Black, Radler and the others also took $88 million for agreeing not to compete with companies buying newspapers from Hollinger International.

In many instances, the payments were intended for Hollinger International, but Black and his aides earmarked the funds for themselves or other companies they controlled, the suit says.

In all, Hollinger International seeks damages totaling $1.25 billion.

Black denies the allegations in the suit, calling them "tabloid journalism masquerading as law." Radler spokesman Josh Pekarsky said the suit "is without merit and will be defended vigorously."

For all its detail, though, the suit exempts Hollinger International's board of directors from responsibility, even though the board approved most of the deals it describes. The board -- packed with luminaries like former Gov. James R. Thompson and former U.S. Secretary of State Henry Kissinger -- has come under fire from shareholders for failing to scrutinize Black's dealings.

"Everybody else in that boardroom had an obligation to shareholders too, and their inactivity is not excused by the allegations that they levied against Conrad," said Laura Jereski of Tweedy Browne LLC, an investment firm that owns 13 million shares in Hollinger International.

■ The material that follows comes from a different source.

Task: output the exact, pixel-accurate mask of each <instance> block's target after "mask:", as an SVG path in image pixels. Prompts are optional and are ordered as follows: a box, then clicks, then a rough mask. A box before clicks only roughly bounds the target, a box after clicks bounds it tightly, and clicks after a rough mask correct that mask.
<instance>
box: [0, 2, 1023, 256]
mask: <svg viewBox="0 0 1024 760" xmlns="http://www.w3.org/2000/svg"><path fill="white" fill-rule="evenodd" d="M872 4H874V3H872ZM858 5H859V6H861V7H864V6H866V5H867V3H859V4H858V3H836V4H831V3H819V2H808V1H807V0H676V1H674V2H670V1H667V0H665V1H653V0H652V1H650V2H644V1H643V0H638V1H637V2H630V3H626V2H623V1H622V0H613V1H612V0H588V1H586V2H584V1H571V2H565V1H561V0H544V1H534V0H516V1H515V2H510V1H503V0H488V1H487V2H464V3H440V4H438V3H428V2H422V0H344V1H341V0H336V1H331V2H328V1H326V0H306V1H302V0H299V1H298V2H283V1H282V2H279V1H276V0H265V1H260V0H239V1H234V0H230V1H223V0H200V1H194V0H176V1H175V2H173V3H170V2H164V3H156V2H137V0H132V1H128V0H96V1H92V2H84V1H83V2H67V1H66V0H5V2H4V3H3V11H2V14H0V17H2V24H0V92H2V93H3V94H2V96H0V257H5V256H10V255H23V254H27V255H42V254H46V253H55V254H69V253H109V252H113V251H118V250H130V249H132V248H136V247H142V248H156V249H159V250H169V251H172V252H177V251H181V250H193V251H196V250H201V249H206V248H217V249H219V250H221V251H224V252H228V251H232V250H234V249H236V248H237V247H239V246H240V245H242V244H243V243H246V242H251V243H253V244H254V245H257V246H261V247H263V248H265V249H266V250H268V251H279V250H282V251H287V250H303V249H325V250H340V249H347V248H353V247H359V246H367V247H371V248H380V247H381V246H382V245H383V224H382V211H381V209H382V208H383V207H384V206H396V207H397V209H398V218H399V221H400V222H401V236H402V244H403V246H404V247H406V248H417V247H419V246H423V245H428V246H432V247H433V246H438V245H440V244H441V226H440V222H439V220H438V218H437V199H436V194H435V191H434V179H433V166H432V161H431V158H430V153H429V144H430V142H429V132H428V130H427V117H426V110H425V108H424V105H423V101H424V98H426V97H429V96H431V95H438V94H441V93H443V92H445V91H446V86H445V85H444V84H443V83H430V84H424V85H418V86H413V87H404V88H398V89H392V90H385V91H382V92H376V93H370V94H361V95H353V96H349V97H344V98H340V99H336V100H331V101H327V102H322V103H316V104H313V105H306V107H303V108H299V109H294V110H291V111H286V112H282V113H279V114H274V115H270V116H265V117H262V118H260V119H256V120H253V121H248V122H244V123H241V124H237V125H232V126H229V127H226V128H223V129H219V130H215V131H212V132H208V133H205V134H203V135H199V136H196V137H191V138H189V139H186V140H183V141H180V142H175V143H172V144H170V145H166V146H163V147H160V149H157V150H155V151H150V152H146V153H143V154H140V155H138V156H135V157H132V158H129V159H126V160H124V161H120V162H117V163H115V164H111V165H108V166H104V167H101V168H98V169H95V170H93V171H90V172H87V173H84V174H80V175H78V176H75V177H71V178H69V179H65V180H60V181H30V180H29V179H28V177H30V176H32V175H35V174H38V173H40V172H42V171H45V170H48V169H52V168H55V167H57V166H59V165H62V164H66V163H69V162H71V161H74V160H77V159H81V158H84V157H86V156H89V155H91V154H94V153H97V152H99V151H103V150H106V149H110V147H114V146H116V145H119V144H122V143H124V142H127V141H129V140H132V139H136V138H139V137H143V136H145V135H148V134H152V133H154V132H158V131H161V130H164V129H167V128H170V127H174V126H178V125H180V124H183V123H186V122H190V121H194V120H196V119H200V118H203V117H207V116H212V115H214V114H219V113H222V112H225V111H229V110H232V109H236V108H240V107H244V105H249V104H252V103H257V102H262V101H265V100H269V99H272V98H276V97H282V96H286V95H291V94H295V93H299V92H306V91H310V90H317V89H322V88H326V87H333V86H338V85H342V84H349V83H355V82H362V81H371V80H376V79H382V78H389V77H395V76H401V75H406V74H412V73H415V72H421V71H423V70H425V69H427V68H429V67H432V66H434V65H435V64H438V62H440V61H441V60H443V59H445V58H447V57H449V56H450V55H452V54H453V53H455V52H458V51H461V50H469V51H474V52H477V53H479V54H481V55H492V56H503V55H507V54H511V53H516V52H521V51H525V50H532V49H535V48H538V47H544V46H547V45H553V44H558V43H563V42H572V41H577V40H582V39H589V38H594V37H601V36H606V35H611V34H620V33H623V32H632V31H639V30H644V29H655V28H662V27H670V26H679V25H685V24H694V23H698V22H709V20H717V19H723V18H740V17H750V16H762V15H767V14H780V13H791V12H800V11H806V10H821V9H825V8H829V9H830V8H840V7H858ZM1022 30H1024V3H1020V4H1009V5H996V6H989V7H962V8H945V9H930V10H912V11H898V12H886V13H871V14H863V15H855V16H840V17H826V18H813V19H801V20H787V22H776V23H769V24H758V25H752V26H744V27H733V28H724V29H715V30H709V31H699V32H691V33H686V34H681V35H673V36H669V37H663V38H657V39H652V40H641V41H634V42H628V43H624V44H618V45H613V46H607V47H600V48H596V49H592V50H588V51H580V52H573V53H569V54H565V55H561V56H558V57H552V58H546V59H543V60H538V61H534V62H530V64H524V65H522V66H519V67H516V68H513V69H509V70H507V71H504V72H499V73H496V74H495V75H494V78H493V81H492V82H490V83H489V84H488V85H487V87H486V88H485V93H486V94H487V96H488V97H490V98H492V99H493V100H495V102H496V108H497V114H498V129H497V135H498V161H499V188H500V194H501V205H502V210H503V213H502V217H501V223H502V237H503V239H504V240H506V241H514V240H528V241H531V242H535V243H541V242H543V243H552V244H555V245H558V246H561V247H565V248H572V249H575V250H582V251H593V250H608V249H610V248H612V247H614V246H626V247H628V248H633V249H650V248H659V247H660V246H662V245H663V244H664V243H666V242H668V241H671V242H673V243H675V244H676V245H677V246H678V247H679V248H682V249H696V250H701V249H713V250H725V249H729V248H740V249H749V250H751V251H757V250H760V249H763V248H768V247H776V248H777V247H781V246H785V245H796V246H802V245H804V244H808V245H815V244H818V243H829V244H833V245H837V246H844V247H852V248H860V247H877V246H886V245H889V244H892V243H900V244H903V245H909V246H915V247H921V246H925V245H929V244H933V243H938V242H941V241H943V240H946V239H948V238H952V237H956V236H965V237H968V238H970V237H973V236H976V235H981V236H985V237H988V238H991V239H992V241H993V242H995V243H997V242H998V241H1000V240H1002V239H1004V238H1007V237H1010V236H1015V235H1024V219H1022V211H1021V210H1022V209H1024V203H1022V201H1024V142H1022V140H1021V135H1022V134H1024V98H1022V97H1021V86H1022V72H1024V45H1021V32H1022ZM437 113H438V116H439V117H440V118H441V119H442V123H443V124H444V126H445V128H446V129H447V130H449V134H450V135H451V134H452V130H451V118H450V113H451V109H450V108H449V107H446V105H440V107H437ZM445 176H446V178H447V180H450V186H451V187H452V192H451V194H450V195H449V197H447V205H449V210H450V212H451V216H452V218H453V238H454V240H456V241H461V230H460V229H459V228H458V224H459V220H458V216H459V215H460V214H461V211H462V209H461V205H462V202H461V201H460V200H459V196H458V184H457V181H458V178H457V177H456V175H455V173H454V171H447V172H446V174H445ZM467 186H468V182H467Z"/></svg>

Complaints by Tweedy Browne led to Breeden's inquiry and Black's ouster.

The revised lawsuit repeatedly says Black and his aides misled the board or withheld information on the deals involved. Still, it concedes that "the audit committee did not retain its own experts or financial advisers to provide independent data and analysis regarding the management fee, and thus it did not put itself in a position where it could negotiate with Black and Radler in a meaningful way."

The company alleges Black used company money to fund his lavish lifestyle, including household staff like chefs, butlers and chauffeurs. Black, a British lord, billed the company $90,000 to refurbish his 1958 Silver Wraith Rolls Royce, for example.

Amiel, meanwhile, charged Hollinger International for a tip she gave the doorman at Bergdorf-Goodman, a snazzy Manhattan store, according to the suit.

Amiel received $1.1 million in salary and bonus from the company for doing "little, if any, work" from 1999 through 2003, the suit says. She also got director's fees and stock options worth millions, and Hollinger International pledged $250,000 to charity on her behalf. The complaint also says Black, Amiel and Radler charged the company $4.6 to $6.5 million per year for corporate jet travel, though they used it to fly among their various houses.

By taking 72 percent of Hollinger International's profits, the suit alleges, Black's group kept an amount "wholly without precedent" in a public company. The top management of the New York Times Co., for example, got about 4.4 percent of profits during the same period, while the Washington Post's top brass got 1.8 percent.